Une Supercoupe d’Espagne, une Liga, une Coupe du Roi, une Ligue des Champions et une Supercoupe d’Europe, en une saison, Pep Guardiola a gagné tout ce qu’il y avait à gagner sur le banc du FC Barcelone. Mieux, il y est parvenu à la tête d’une des plus belles équipes à voir jouer de l’histoire… si ce n’est la plus belle mais je suis trop jeune pour vraiment remonter le temps. Malheureusement pour les autres, le premier mois des Catalans ne laisse entrevoir aucun signe de lassitude ou de fatigue. Santander, battu 4-1, et l’Atletico Madrid, écrasé 5-2, en ont fait l’expérience cette semaine. Curieux de voir le Barça version 2009-2010, j’étais devant ma télé samedi soir pour voir les Blaugranas humilier l’Atletico au Camp Nou.

Les scores n’ont pas changé. La manière d’y arriver non plus. Tout le monde se souvient des matchs du Barça la saison dernière ; pliés au bout d’une demi-heure et une deuxième mi-temps accrochée aux fulgurances individuelles ou à un second coup d’accélérateur si l’équipe adverse se révolte en réduisant le score. Face à l’Atletico, Ibrahimovic ouvre le score au bout d’une minute et 45 secondes de jeu, 50 secondes après un tir sur la barre de Thierry Henry. Au quart d’heure, Messi double la mise. A la demi-heure, Daniel Alves la triple sur coup-franc avant que Keita ne la quadruple dix minutes plus tard. Le but d’Aguero, offert par Busquets, juste avant la mi-temps est anecdotique tout comme les deux derniers par Forlan (4-2) et Messi (5-2) en toute fin de rencontre. Comme la saison dernière, pour apprécier au mieux un match du Barça, mieux vaut ne pas être en retard.
Si rien n’a changé au tableau d’affichage, le jeu des Barcelonais a quelque peu évolué avec l’arrivée de Zlatan Ibrahimovic à la place de Samuel Eto’o. C’était d’ailleurs la grande question de l’été en Catalogne : « Ibra le soliste » va t-il s’intégrer au collectif presque parfait des champions d’Europe. Après un mois de compétition, la prestation rendue par le Suédois face à l’Atletico est déjà à des années-lumières de ce qu’il faisait à l’Inter. Il n’a pas hésité à défendre et a souvent privilégié la passe à la tentative individuelle. Déjà, il peut s’entendre avec Messi, en témoigne leur échange dans la surface de l’Atletico à l’origine du quatrième but de Seydou Keita. En revanche, sa « zone d’influence » n’est pas la même que Samuel Eto’o : alors que le Camerounais décrochait souvent pour participer à la circulation du ballon, « Ibra » propose plus de solutions dans la profondeur.

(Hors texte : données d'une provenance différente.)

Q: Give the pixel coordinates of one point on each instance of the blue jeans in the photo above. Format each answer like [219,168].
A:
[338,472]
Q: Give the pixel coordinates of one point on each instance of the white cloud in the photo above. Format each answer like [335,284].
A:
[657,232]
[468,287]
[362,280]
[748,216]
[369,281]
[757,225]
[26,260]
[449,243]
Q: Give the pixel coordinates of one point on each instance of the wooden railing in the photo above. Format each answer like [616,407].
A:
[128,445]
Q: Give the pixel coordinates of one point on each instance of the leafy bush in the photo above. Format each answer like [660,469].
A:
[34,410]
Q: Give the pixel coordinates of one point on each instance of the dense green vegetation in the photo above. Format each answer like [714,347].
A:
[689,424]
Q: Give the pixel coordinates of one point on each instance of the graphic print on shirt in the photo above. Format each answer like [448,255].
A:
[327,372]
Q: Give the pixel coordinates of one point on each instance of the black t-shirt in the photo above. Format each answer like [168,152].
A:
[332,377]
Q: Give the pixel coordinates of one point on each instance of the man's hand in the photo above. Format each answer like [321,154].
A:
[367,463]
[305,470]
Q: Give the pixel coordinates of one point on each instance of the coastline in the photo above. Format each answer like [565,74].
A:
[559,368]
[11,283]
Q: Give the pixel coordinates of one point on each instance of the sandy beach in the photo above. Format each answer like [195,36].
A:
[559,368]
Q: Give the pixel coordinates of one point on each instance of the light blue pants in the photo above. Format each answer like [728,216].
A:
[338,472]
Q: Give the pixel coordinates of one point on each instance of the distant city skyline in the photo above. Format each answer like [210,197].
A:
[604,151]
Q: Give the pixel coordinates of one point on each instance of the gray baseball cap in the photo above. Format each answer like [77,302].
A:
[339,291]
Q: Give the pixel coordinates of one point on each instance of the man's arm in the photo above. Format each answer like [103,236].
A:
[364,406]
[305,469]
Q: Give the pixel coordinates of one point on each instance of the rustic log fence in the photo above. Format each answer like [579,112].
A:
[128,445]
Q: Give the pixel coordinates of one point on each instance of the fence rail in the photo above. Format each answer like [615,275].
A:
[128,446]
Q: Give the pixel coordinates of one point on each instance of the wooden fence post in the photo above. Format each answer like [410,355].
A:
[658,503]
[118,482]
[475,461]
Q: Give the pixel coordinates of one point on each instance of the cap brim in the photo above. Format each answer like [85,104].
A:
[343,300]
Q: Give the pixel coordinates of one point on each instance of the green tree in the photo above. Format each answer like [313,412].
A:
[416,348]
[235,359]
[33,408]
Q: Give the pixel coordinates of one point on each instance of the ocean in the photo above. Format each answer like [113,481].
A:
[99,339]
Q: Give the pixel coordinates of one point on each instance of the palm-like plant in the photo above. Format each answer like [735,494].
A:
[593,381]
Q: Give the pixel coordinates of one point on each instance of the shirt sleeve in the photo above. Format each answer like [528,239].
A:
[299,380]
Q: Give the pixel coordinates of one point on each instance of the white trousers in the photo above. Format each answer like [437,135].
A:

Nouvel attaquant, nouvelles habitudes, le Barça s’est aussi adapté à son nouveau buteur. Face à l’Atletico, c’est toute l’équipe qui a cherché à jouer rapidement vers l’avant plutôt que de faire circuler calmement le ballon au milieu de terrain. Cible privilégiée de ce jeu en profondeur, Ibrahimovic et Henry se sont régulièrement retrouvés sur la même ligne, à tel point que le traditionnel 4-3-3 Barcelonais tendait vers le 4-4-2 sur certaines phases de jeu. Dans ces moments-là, Messi était « le quatrième milieu du Barça » comme l’a très bien souligné Reynald Denoueix (le consultant sur C+Sport) en deuxième mi-temps. L’Argentin quitte son couloir et se sert de son pied gauche pour essayer de trouver Henry ou Ibrahimovic dans la profondeur par-dessus la défense adverse. Au rayon de ce qui ne change pas, les permutations sont toujours de rigueur entre les trois attaquants du Barça.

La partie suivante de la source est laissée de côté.